Manchester Metropolitan University: Audit of Policy and Practice on Flexible Working You are here: Home » Case Studies
EW Group was commissioned by Manchester Metropolitan University to assess current working arrangements within the university. We also undertook a review of the informal flexible working arrangements within the University and made recommendations about how best flexible working might be formalised in the future, taking into account the preferences of staff and current best practice.
Having first researched best practice across sectors, including higher education, we drew up a questionnaire that helped staff and managers identify preferred flexible working options as well as organisational support that would be needed to make a new system effective.
The analysis of the questionnaires focused on three key areas:
Issues which were important to people at work (ranked 1-9, 1= most important);
Participants were asked how much control they felt they had over their working arrangements; and
Participants were asked to choose their three most preferred options for flexible working.
Following on from the questionnaire we facilitated one-to-one interviews and focus groups with a wide range of staff and managers.
The interviews and focus groups allowed participants to: Provide feedback on current access to flexible working opportunities;
Highlight any problems with current practice, including potential discrimination;
Provide feedback on new ways of flexible working which would benefit them and their colleagues; and
Provide feedback on procedures and support which would help them to implement flexible working in their areas.
Our survey report included recommendations relating to policy, procedures and practice.

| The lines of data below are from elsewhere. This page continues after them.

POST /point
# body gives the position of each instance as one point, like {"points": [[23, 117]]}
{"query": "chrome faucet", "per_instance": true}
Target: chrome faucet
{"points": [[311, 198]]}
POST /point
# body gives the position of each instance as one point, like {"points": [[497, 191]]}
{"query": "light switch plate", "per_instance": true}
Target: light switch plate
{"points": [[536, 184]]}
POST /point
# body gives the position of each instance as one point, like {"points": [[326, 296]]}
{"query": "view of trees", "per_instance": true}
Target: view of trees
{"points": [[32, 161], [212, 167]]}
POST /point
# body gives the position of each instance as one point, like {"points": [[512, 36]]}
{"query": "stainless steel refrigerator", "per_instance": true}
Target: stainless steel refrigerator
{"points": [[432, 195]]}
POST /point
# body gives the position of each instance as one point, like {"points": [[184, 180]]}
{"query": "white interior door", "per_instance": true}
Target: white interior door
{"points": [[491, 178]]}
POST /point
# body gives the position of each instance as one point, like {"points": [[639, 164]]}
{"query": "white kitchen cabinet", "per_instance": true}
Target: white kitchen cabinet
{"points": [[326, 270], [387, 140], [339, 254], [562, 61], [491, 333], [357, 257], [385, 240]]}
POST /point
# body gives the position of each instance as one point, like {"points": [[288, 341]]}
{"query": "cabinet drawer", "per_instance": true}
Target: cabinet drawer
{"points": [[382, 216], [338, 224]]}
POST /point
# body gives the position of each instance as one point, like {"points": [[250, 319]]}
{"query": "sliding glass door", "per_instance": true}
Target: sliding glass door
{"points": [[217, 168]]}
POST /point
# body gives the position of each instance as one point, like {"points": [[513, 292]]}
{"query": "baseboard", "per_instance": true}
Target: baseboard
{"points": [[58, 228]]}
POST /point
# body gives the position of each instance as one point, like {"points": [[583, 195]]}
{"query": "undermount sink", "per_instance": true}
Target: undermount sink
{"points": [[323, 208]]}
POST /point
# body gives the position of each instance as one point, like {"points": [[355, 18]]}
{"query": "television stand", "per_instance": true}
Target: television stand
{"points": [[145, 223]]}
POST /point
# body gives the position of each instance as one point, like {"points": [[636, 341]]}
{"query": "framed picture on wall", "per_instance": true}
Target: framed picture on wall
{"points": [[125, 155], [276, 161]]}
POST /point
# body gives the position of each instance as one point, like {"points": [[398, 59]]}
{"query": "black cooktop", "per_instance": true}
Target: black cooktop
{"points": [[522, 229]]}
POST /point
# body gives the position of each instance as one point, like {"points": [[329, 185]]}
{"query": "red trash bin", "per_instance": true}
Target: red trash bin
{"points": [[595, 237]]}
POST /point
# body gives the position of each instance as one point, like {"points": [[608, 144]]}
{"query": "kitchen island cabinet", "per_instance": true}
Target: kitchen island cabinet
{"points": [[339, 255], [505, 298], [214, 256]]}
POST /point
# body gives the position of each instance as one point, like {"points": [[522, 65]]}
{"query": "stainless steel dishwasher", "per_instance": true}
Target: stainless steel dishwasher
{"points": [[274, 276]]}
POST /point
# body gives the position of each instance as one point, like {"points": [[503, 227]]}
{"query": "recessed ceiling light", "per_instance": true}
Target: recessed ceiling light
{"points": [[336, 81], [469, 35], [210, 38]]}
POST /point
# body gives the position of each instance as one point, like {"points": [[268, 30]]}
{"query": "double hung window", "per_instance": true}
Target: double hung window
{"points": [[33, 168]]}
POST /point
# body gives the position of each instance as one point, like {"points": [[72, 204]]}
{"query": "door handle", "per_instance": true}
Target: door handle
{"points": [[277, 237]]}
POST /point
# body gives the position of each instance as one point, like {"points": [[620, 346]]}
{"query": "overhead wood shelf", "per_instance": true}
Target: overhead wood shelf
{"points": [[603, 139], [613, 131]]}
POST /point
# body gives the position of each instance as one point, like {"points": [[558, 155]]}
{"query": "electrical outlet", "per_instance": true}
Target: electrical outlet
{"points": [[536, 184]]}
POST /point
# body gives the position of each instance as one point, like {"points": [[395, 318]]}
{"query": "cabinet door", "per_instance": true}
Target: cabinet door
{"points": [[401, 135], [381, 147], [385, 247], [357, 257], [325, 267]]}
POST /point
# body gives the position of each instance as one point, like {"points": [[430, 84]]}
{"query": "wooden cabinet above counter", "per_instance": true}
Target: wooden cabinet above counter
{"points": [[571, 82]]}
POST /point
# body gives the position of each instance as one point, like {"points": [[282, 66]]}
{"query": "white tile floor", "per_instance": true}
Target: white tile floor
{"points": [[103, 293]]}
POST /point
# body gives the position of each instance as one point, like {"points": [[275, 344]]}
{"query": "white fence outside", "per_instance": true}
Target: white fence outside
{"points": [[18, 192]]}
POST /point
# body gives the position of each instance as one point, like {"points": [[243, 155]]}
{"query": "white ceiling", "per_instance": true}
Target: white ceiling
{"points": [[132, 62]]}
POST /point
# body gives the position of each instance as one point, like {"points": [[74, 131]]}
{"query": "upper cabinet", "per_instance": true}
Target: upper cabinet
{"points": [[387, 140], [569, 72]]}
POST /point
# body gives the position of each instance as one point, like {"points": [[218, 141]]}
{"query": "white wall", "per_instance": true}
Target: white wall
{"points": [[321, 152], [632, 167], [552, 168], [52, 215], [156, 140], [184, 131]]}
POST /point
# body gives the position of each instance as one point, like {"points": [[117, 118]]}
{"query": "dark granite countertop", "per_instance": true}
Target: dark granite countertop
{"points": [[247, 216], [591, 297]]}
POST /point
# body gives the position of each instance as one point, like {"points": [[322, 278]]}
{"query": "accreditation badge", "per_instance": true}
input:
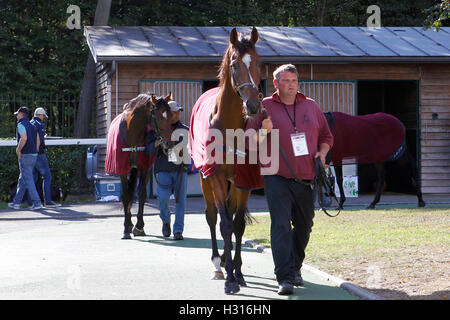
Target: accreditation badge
{"points": [[171, 155], [299, 144]]}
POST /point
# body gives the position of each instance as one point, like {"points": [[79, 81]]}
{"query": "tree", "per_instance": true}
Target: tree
{"points": [[437, 15], [88, 89]]}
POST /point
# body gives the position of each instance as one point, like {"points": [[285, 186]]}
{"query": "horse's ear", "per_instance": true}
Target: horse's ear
{"points": [[153, 99], [169, 97], [234, 39], [255, 36]]}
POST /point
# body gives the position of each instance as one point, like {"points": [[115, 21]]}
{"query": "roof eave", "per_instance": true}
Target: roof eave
{"points": [[277, 59]]}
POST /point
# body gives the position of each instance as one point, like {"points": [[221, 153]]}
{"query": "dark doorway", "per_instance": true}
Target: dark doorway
{"points": [[399, 98]]}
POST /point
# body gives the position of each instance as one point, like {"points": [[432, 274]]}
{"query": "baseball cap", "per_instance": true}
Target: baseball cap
{"points": [[24, 110], [174, 106], [40, 111]]}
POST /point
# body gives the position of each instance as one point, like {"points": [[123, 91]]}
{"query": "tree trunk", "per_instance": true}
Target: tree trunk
{"points": [[88, 89]]}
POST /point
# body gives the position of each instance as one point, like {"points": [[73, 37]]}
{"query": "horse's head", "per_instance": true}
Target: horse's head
{"points": [[245, 68], [161, 119]]}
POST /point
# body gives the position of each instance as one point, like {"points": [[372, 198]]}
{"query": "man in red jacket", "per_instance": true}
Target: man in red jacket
{"points": [[304, 137]]}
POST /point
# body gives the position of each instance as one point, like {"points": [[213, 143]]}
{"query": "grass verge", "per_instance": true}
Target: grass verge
{"points": [[404, 250]]}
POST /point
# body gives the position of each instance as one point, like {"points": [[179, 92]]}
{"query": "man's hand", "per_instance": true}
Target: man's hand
{"points": [[267, 124]]}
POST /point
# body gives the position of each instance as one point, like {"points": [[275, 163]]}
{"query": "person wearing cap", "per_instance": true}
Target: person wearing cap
{"points": [[27, 148], [42, 166], [171, 178]]}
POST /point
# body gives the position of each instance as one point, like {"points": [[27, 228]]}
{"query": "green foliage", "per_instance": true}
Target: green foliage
{"points": [[438, 15], [64, 162], [40, 55]]}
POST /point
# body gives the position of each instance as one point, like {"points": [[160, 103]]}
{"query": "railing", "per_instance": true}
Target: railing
{"points": [[61, 110]]}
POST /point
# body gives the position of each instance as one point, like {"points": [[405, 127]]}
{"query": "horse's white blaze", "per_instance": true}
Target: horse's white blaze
{"points": [[247, 59]]}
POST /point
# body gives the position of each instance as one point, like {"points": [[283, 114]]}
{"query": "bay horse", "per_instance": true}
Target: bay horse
{"points": [[222, 108], [374, 138], [126, 157]]}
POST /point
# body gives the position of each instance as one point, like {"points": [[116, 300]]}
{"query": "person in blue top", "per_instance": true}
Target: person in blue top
{"points": [[27, 149], [42, 166], [171, 176]]}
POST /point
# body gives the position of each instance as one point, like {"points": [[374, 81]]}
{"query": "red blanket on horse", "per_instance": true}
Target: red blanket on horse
{"points": [[369, 138], [117, 162], [246, 176]]}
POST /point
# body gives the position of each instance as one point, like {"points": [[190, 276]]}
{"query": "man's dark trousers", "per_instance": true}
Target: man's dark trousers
{"points": [[288, 201]]}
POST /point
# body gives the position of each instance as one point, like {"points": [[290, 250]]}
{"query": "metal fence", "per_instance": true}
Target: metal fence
{"points": [[61, 111]]}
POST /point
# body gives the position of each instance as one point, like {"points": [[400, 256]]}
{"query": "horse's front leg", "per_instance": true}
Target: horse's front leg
{"points": [[340, 183], [211, 219], [142, 195], [238, 204], [128, 225], [226, 229]]}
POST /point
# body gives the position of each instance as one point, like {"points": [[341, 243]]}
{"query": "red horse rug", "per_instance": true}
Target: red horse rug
{"points": [[246, 176], [117, 161], [377, 137]]}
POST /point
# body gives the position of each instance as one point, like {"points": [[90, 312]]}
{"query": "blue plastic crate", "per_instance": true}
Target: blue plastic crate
{"points": [[107, 187]]}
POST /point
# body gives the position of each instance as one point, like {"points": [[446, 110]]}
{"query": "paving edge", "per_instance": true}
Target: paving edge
{"points": [[350, 287]]}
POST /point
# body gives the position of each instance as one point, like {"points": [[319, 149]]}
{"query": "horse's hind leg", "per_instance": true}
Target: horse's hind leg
{"points": [[142, 195], [340, 180], [381, 173], [211, 219], [415, 176], [128, 225], [238, 204], [226, 229]]}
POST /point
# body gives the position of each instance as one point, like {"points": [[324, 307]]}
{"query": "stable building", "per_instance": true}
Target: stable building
{"points": [[404, 71]]}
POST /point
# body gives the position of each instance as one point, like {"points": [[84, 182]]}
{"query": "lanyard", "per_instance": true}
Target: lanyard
{"points": [[292, 121]]}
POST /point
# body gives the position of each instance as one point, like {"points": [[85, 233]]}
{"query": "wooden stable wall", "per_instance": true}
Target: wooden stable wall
{"points": [[435, 133], [434, 98]]}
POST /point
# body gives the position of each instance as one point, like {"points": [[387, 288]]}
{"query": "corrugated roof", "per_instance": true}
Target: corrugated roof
{"points": [[276, 44]]}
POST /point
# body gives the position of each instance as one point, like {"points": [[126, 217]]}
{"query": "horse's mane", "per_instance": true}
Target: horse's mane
{"points": [[243, 46], [141, 99]]}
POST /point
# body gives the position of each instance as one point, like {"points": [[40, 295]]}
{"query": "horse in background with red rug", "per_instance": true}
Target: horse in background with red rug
{"points": [[222, 108], [374, 138], [125, 154]]}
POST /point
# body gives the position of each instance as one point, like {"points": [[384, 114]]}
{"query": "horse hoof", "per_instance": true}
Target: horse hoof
{"points": [[218, 275], [241, 282], [138, 232], [126, 236], [231, 287]]}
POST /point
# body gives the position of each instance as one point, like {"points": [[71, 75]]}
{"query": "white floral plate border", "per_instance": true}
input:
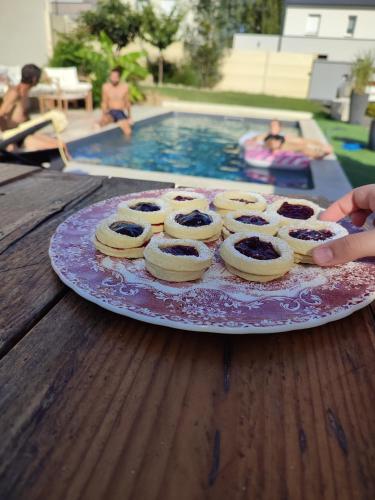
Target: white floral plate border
{"points": [[221, 303]]}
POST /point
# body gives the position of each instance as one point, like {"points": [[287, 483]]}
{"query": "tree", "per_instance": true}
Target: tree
{"points": [[160, 30], [263, 16], [117, 20], [204, 42]]}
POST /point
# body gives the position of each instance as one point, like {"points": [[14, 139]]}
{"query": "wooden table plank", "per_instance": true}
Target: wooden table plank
{"points": [[42, 196], [96, 406], [9, 173], [29, 285]]}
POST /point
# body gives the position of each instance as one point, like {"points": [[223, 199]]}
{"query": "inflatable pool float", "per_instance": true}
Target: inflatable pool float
{"points": [[249, 135], [264, 158]]}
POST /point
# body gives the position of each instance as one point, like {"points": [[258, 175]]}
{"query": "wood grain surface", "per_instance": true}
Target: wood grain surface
{"points": [[9, 173], [29, 285], [95, 406]]}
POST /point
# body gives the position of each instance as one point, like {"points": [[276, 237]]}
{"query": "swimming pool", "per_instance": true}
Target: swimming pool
{"points": [[189, 144]]}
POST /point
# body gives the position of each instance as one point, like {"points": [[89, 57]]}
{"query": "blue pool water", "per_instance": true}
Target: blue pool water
{"points": [[188, 144]]}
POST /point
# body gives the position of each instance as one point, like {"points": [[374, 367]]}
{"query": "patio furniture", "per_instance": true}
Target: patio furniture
{"points": [[101, 407], [69, 88]]}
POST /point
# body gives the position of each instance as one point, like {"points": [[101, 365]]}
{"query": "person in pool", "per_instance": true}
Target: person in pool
{"points": [[116, 107], [359, 204], [275, 140]]}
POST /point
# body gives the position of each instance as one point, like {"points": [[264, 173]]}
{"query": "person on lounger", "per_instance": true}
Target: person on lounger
{"points": [[116, 107], [14, 111]]}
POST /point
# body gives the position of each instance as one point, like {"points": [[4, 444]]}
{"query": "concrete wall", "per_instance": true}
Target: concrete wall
{"points": [[25, 32], [272, 73], [334, 49], [326, 77], [345, 49], [334, 21]]}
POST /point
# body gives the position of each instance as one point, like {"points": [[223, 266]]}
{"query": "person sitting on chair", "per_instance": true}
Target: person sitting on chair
{"points": [[14, 110], [116, 107]]}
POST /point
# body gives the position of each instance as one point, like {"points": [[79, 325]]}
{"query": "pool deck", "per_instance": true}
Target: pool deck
{"points": [[329, 179]]}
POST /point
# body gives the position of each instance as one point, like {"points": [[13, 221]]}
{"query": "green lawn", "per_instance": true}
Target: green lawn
{"points": [[359, 166], [237, 98]]}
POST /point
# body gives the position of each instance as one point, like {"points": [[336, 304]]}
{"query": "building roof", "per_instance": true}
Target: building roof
{"points": [[332, 3]]}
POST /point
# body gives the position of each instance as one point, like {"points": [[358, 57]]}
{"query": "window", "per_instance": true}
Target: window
{"points": [[352, 21], [312, 24]]}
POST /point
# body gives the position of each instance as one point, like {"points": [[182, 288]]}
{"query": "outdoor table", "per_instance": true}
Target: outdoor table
{"points": [[94, 405]]}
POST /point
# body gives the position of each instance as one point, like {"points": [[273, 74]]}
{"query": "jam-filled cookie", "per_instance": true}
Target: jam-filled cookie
{"points": [[177, 259], [303, 237], [122, 238], [228, 201], [186, 200], [202, 225], [293, 210], [256, 257], [243, 221], [151, 210]]}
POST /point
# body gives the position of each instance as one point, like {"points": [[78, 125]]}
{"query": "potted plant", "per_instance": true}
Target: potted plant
{"points": [[362, 72]]}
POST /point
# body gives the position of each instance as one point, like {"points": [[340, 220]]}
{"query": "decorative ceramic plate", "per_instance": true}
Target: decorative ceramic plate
{"points": [[307, 296]]}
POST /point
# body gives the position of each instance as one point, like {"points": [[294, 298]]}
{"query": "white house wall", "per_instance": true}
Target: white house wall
{"points": [[25, 32], [333, 23]]}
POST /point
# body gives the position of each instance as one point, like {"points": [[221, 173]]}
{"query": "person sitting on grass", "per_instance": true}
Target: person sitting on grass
{"points": [[116, 107], [274, 140], [358, 204], [14, 110]]}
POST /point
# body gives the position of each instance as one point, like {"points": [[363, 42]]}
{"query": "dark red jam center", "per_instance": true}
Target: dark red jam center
{"points": [[295, 211], [126, 228], [181, 250], [252, 219], [257, 249], [242, 200], [183, 198], [194, 219], [311, 234], [145, 207]]}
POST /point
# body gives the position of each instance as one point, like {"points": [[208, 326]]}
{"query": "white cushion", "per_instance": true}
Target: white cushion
{"points": [[12, 73], [64, 76], [67, 80]]}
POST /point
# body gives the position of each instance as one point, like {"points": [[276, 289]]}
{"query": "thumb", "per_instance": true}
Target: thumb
{"points": [[352, 247]]}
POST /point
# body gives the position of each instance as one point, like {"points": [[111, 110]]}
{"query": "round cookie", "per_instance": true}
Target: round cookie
{"points": [[229, 201], [291, 210], [120, 238], [151, 210], [242, 221], [186, 200], [177, 259], [256, 257], [303, 237], [197, 225]]}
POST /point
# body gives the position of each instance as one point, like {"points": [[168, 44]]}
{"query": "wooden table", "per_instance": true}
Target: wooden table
{"points": [[97, 406]]}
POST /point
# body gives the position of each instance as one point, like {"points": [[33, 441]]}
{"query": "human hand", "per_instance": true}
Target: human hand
{"points": [[358, 204]]}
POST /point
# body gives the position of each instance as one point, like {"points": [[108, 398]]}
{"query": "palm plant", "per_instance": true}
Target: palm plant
{"points": [[362, 72]]}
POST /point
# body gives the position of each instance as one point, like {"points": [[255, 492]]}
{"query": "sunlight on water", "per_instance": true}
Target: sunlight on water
{"points": [[188, 144]]}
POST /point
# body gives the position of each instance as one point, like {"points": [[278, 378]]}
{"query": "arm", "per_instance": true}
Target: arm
{"points": [[9, 101], [104, 104], [127, 104], [358, 204]]}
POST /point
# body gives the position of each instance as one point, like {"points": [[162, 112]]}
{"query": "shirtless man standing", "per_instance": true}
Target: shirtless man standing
{"points": [[116, 103], [15, 106]]}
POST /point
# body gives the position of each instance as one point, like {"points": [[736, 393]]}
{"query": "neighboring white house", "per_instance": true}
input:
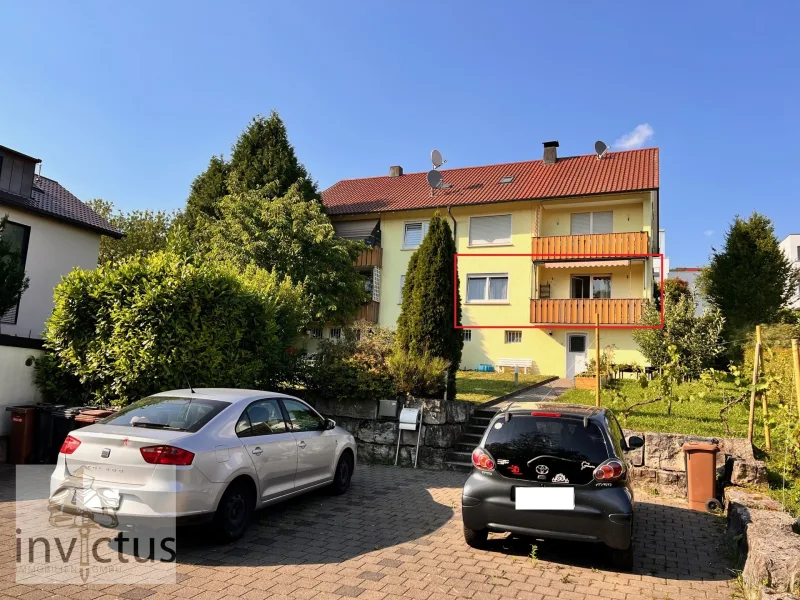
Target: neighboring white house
{"points": [[54, 232], [791, 248]]}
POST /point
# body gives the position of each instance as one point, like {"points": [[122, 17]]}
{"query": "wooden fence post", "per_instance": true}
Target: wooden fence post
{"points": [[597, 358], [796, 359], [756, 358]]}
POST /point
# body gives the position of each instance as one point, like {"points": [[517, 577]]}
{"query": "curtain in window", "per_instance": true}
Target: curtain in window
{"points": [[498, 288]]}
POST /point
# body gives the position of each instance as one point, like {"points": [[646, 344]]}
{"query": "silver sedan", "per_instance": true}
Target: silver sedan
{"points": [[212, 454]]}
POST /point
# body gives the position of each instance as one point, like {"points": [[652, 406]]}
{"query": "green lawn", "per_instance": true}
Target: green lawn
{"points": [[472, 386], [700, 416]]}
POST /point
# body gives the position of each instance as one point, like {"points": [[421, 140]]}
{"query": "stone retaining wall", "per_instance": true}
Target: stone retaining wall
{"points": [[660, 464], [443, 422]]}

These formed the basis of an action plan developed by MMU which highlights the links between flexible working and discrimination in all areas of social identity – age, class, ethnicity, gender, sexuality, religion and disability.
We were clear in our findings that flexible working arrangements are of great benefit to any organisation, leading to more motivated, happier staff; a better retention rate, and to being seen as an ‘employer of choice’. More importantly, we recognised that although flexible working benefits all members of staff, there are clear equalities dimensions to flexible working, in that the impact of not being allowed to work flexibly impacts more on those from disadvantaged groups, who traditionally face discrimination in organisations. This includes black and minority ethnic staff, working class staff, lesbians and gay men, disabled staff, staff with particular religious beliefs, older and younger staff, and women.